AS MULHERES QUE FORAM AO FRONT PARA DEFENDER SÃO PAULO

Por Petrônio José Domingues
Mulheres marchando em 1932, junto a soldados.


A história de São Paulo é cheia de cooperação entre paulistas. Sem as mulheres, jamais teríamos conquistado tudo aquilo que conquistamos. Elas tiveram importante papel no Bandeirismo, autônomas e mantenedoras da paz, assim como em todos os outros períodos históricos. 

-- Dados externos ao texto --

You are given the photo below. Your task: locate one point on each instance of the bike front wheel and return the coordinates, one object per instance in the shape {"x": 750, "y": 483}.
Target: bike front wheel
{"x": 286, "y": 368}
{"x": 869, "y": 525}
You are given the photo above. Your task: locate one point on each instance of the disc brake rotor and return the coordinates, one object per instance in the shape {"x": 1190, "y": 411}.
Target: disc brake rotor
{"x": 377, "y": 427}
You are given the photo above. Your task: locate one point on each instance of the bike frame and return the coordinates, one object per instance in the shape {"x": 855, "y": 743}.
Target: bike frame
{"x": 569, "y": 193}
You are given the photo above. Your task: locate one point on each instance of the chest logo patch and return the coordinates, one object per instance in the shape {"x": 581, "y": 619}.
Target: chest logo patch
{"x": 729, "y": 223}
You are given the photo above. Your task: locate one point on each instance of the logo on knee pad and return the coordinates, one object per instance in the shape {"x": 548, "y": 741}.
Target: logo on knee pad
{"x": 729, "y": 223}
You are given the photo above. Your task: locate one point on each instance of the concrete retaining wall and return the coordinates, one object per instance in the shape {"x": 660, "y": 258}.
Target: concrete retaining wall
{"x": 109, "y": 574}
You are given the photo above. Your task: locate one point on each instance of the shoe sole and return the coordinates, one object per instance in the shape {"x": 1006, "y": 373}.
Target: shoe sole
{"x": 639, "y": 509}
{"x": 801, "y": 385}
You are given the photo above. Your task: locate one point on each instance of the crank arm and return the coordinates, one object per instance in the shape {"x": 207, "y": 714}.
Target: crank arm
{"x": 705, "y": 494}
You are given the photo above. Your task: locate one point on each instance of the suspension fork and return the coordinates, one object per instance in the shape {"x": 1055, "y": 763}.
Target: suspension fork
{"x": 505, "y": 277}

Nos séculos XIX e XX já atuavam em vários postos de trabalho e foram aos poucos conquistando aquilo que lhes fora negado nos séculos passados.

Em 1932, as mulheres mostraram toda a sua valentia e sustentaram a Guerra Paulista com produção de uniformes, produtos alimentícios e material bélico, visto que os homens estavam em batalha. Doaram jóias, animaram a população e cuidaram dos soldados feridos como médicas e enfermeiras. Algumas até se tornaram famosas, como Carolina Ribeiro e Carlota Pereira de Queirós

Mas não foi só isso que fizeram. Três outras mulheres sentiram que o que faziam era insuficiente e deram um passo a mais. Alistaram-se para empunhar fuzis e deixar os getulistas longe de sua Pátria. Essa é a história das Valentes Guerreiras Paulistas Francisca das Chagas Oliveira, Maria Stela Rosa Sguassábia e Maria José Bezerra.

Manifestação no dia 23 de Maio de 1932.
A primeira a se alistar foi Francisca Oliveira. Natural de Itu, cidade de onde partiram vários combatentes, ela foi responsável por comandar o treinamento de vários soldados. Apesar da avançada idade, lutou no front sob o frio intenso daquele julho de 1932. Contam que quando foi se alistar, perguntaram-lhe por que o fazia, surpresos com a disposição que mostrava para a luta. Disse-lhes, então: «Para defender meu Estado e meus meninos»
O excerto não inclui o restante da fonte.